From Jonathan Harker’s initial moonlight journey to Castle Dracula, to his moonlight encounter with the three vampire wives of his host, the motif of the moon dominates the narrative. Lucy’s nocturnal, sleepwalking nightmare through the streets of Whitby, her ascent to the graveyard and her encounter with the vampiric Count are illumined by a full moon.
There was a bright full moon, with heavy black clouds, which threw the whole scene into a fleeting diorama of light and shade as they sailed across […] Whatever my expectation was, it was not disappointed, for there, on our favorite seat, the silver light of the moon struck a half-reclining figure, snowy white. The coming of the cloud was too quick for me to see much for shadow shut down on light almost immediately; but it seemed to me as though something dark stood behind the seat where the white figure shone, and bent over it. What it was whether man or beast, I could not tell […] When I got almost to the top I could see the seat and the white figure, for I was close enough to distinguish it even through the spells of shadow. There was undoubtedly something, long and black, bending over the half-reclining white figure. […] When I came into view again the cloud had passed, and the moon light struck so brilliantly that I could see Lucy half reclining with her head lying over the back of the seat. She was quite alone, and there was not a sign of any living thing about.
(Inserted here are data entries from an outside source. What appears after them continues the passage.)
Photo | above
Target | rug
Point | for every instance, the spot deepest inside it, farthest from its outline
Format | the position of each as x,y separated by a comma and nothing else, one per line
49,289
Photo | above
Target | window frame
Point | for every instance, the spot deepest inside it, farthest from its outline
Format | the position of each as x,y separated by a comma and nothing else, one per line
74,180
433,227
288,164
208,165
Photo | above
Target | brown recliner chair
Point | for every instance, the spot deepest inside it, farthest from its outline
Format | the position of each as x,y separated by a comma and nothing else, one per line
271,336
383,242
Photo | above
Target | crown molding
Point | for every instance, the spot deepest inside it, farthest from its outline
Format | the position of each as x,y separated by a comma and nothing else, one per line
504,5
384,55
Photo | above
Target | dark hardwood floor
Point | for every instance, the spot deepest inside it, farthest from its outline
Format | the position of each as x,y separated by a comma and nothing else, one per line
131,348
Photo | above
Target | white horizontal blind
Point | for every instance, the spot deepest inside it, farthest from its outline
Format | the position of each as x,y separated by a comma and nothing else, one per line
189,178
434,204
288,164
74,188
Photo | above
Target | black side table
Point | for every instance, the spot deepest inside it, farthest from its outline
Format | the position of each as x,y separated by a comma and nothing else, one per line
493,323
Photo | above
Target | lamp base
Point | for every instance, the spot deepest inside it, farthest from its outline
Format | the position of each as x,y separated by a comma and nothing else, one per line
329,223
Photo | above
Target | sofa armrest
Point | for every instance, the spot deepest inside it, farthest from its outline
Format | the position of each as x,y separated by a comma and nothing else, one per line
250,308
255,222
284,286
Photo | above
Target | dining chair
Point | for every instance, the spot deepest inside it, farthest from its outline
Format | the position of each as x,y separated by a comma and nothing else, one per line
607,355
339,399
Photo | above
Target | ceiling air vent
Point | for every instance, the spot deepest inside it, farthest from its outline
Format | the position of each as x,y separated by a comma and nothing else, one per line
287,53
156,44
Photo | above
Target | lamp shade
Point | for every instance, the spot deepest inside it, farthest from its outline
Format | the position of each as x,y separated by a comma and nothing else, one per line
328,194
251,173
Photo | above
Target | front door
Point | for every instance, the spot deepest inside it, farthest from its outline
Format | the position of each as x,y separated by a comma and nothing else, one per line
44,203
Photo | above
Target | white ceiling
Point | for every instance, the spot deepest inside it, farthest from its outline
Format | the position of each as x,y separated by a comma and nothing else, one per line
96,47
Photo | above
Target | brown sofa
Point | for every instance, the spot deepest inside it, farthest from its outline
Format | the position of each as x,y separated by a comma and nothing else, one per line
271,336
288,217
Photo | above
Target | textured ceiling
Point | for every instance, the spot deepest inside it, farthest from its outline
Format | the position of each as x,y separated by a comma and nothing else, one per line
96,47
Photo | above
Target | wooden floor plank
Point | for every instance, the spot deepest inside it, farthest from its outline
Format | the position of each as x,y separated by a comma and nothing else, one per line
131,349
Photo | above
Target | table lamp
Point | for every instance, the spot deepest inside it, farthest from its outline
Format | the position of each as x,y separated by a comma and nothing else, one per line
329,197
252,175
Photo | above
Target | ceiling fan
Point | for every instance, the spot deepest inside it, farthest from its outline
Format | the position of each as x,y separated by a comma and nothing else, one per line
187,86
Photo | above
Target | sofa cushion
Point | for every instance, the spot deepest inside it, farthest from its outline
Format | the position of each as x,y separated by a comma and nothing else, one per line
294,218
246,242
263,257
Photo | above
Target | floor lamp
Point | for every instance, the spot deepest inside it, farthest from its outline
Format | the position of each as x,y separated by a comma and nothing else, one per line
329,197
The supine posture of Lucy in this scene is undeniably sexual and her nocturnal sleep-walking and encounter with Dracula reeks of illicit sexuality. Her sexual defilement or moreover her own expression of innate sexuality augers her eventual demise and descent into an uncontrollable blood-thirst, described by Stoker in terms akin to nymphomania. From the outset, Lucy is an example of the discontented Victorian woman, uneasy with her prescribed role. Her coquettish sexuality, flirtatiousness and flaunting of idealized, Victorian womanhood are evident in her response to a series of received marriage proposals. In a letter to her friend Mina Harker, she writes:
My dear Mina, why are men so noble when we women are so little worth of them? Here I was almost making fun of this great-hearted, true gentleman. I burst into tears – I am afraid, my dear, you will think this a very sloppy letter in more ways than one – and I really felt very badly. Why can’t they let a girl marry three men, or as many as want her, and save all this trouble? But this is heresy, and I must not say it.